Plots are an interpretation of relationships in the data. These relationships can be specified with aesthetic mappings. For example, if the points you are plotting come from two species, you can color points according to their species with the mapping species -> color.
A plot is an object that we can perform operations on. This means we can always continue to modify a plot by performing new steps, much like how the |> operator lets data be modified in single steps. For example, scale_x_sqrt adds the instruction to take the square root of the variable on the x-axis before plotting. This also means that ggplot2 objects can be stored in a variable in R to be used later.

Here’s a simple example to see each of these ideas at work:

gg <- ggplot(data = diamonds, mapping = aes(x = price, y = carat, col = cut)) +
  geom_point(shape = 1) # shape is a "static" argument here

gg +
  scale_x_log10() +
  labs(x = 'Price', y = 'Carat', col = 'Cut quality') +
  theme_bw()

Here we’ve plotted price by carat and colored the points according to cut. We then added some visual modifications on top of the stored plot gg.

Breaking down each of the instructions, a basic anatomy of most ggplots is found:

ggplot is the “master” function that sets a “blank slate.” It is also where data and aesthetic mappings, common to all geoms, is specified.

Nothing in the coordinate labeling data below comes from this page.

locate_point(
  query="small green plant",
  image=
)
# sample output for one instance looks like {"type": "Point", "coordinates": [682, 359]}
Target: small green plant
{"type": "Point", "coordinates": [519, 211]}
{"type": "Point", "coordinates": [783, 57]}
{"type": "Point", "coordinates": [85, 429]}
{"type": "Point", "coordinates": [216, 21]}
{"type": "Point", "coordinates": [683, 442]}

ggplot() # totally blank slate

ggplot(diamonds, aes(price, carat)) # data and the coordinate system

geom_* functions add on layers of data. Notice that these functions also have a data and mapping argument. These can be used to override these arguments from ggplot for that geom only.
Last come any modifications of the existing coordinates or geoms. This includes scale_*, renaming parts of the plot, and changing the theme.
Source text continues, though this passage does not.